I have been stuck in this form for 51 years, and some things are not easy to turn off.
I WANT to wear a skirt more than anything, but, I refuse to make myself look stupid for it. So I have been unwilling to do that till I am ready.
I wish I could wear shorts like the cis women get to do, you know, ass hugging, high up on the leg SHORTS! Something that shows off my legs. I don't have super model legs, but, my legs are nice healthy walked a life time, not flabby or anything strong legs.
But the mid section pisses me off. Too much at the belt and nothing on the chest, it makes a mess out of trying to wear danged near any concept of female upper body attire.
And the overly large neck size, it means the petite look isn't going to happen. I'm only 5'7 but there is little reason to cheer. So what, I can wear high heels if I decide I hate my feet, and not end up dreadfully unusually tall.
But I recently had the chance to see myself in a nice white lacey over all atypical night gown I had bought. It was too small across the shoulders to be realistic, so the wife claimed it (going to chuckle at the idea of the wife wearing MY clothes for a while I suppose).
But in the mirror, I had to wonder to myself, 'wtf are you doing?'. Just too much male in the mirror.
That and the thing was a bit too sheer (something I could not detect in the images online). I had hoped for a good deal more modesty in the article

I find myself wearing my polo T -shirts to bed, just the shirt.

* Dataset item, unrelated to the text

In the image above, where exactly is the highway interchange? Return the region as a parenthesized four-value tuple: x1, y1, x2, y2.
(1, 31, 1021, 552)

They have aaaaaalmost enough length to actually cover me.
Not that I care, I used to sleep naked, but I enjoy the feeling of wearing a quasi sexy nighty sized article.
It pleases me to think I can lie in it and with the right pose that bare assed look can be...... ok there is little value in promoting the idiocy past the realm of my imagination hehe.
I am not so much concerned about feeling ok in the clothing, it is I am just not too pleased by what is still there in the clothing.
I for one thing said get thee gone to body hair and now, I ruthlessly banish it.
If I were to be taunted by a friend to get into a sexy swimsuit for a woman (who would at least be my age), well at least I don't need to worry about the body hair.